41. St Elmo’s Fire
St. Elmo’s Fire is a weather phenomenon that looks like blue or violet fire which sailors attributed religious significance to. This occurs is when plasma is formed by a coronal discharge from a sharp pointed object that is in a strong electric field in the atmosphere. This often happens on the top of the mast of a ship during a storm. This occurrence was named the after St Elmo, the patron saint of sailors.
42. Creepy Frozen Trees
Rising eerily from the frozen landscape, ice-encrusted trees look like something from a science-fiction film. Frost-covered trees are located close to the Arctic Circle, where temperatures can drop as low as -40C. In the dramatic sub-zero conditions, the snow and frost become so thick that everything is covered in a thick blanket.
43. The Hum
Residents of the town of Taos, in north-central New Mexico, have been hearing a hum of unknown origin, the so-called “Taos Hum.” Only 2% of the population can hear it, and no one knows where the sound comes from. The hum seems to have first been reported in the early 1990s. The Hum is most often described as sounding somewhat like a distant idling diesel engine. Hums have also been reported all over the world, especially in Europe and on the Big Island of Hawaii, which is typically related to the volcanic action.
44. Blood Rain
A blood-red rain fell in 2001 in Kerala, India. Yellow, green, and black rain were also reported. Color rain was also reported in Kerala in 1896 and several times since, most recently in June 2012. It was initially thought that the rains were clouded by fallout from a meteor burst, but a study of the water sample collected concluded that the rains had been clouded by airborne spores from a locally prolific terrestrial green alga from the genus Trentepohlia.
45. Spherical Boulders
Spherical boulders are molded over millions or even billions of years by a natural but long-misunderstood geological phenomenon called concretion. The concretion process occurs when sediment that has not yet hardened into rock accumulates around some sort of hard nuclei, such as a fossil or shell, and then binds together with a cementing mineral such as calcite. A natural concrete then forms in the space between sediment grains, banding the layers of sand together around the core, often in a spherical shape. In the Torysh Valley in western Kazakhstan, a stretch of semi-desert landscape is covered in concretions ranging from tiny marbles to huge boulders nearly the size of a car. The Moeraki Boulders of the Koekohe Beach in New Zealand are also spherical.
46. Lenticular Clouds
Lenticular Clouds are stationary lens-shaped and sometimes multilayered clouds that form at high altitudes. They are formed when moist air is forced to flow upward around mountain tops. Due to their shape, they have been offered as an explanation for some UFO sightings.
47. Funnel Cloud
A funnel-shaped cloud contains condensed water droplets. It extends from the base of a cloud (usually cumulonimbus), but never reaches the ground. Funnel clouds are usually visible as a cone-shaped protuberance from the main cloud base. They are most frequently spotted during thunderstorms. If it touches the ground it becomes a tornado.
48. Water Spout
A waterspout is an intense columnar vortex connected to a cumuliform cloud that forms over a body of water. They are often weaker than most of their land counterparts. They do not suck up water. They are mostly observed in tropic and warm climate zones.

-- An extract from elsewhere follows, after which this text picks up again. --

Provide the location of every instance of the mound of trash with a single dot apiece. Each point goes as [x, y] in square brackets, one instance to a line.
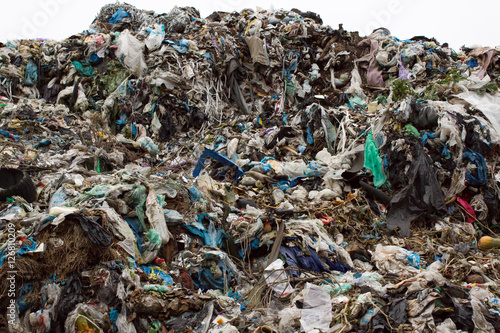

Virga is an observable wisp of precipitation that falls from a cloud but evaporates before reaching the ground. It is very common in the desert and in temperate climates. In North America, it is commonly seen in the Western United States and Canadian Prairies.
50. Belt of Venus
The Belt of Venus or Venus’s Girdle is an atmospheric phenomenon seen shortly after sunset or before sunrise. A pinkish glow can be observed in the horizon that extends roughly about 10°–20° above it. Often times the glow is separated by a dark layer from the horizon which is the Earth’s shadow. This pink color is due to backscattering of reddened light from the rising or setting sun. A very similar phenomenon can be observed during a total solar eclipse.